Lord Byron: Cambridge & Poetry

In October 1805, Byron went to Cambridge University to begin his studies at Trinity College. He brought with him a bulldog - the first of many unusual animals he liked to keep in his company - and a full bar. Byron was instantly popular among his fellow students. He was rich, and exuded a magnetic charisma that drew people to him. He was also attractive - like, incredibly smokin' hot attractive. His physical beauty was one of his most famous qualities. Even straight guys took notice. "Nature could do little more than she had done for him, both in outward form and in the inward spirit she had given to animate it," wrote his friend Edward John Trelawny.7

Unlike his later friend and fellow poet Percy Bysshe Shelley, who blew off his classes at Oxford to read and write poetry, Byron far preferred socializing, drinking, gambling and spending money to literary pursuits. Byron disdained the so-called intellectual life. "[O]f nothing was he more indignant," a friend later wrote of him, "than of being treated as a man of letters, instead of as a Lord and a man of fashion."8 Despite his prodigious gifts as a poet - he published his first collection, Fugitive Pieces, as a student in - he liked to behave as though poetry was an afterthought. Byron was far more interested in pleasures of the body than of the mind. In some ways this was good for literature, as many of Byron's most beautiful poems were inspired by love - or lust.
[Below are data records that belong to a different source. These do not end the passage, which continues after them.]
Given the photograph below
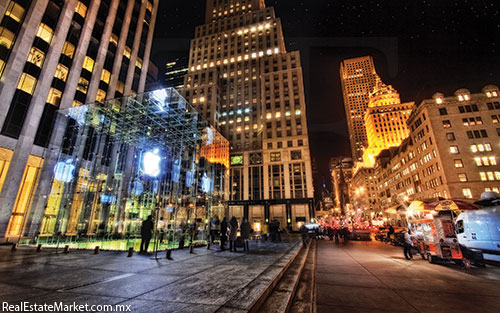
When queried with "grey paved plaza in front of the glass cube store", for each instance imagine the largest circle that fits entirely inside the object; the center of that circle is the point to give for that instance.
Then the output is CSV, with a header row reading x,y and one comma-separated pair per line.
x,y
206,281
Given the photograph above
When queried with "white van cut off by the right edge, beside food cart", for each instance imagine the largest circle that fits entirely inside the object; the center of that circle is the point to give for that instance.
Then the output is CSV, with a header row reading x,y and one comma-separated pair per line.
x,y
481,230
By this time, Byron had figured out that he was attracted to both men and women. At college he fell in love with John Edleston, who was at Cambridge on a singing scholarship. When his voice changed, Edleston lost his scholarship and had to leave school, bringing the romance to an end. Byron wore a ring that Edleston gave him for the rest of his life. He also wrote the poem "Thyrzna" to immortalize his lover, though he changed all the pronouns from male to female in order not to publicize his same-sex relationship.

In 1808 Byron received his degree from Cambridge. Shortly after, he fathered the first of his several illegitimate children, this one with a maid at Newstead Abbey. He arranged to have a generous annual stipend sent to the mother and her baby. With things getting a little dicey in England, he did what all good young noblemen did and set his sights on Europe.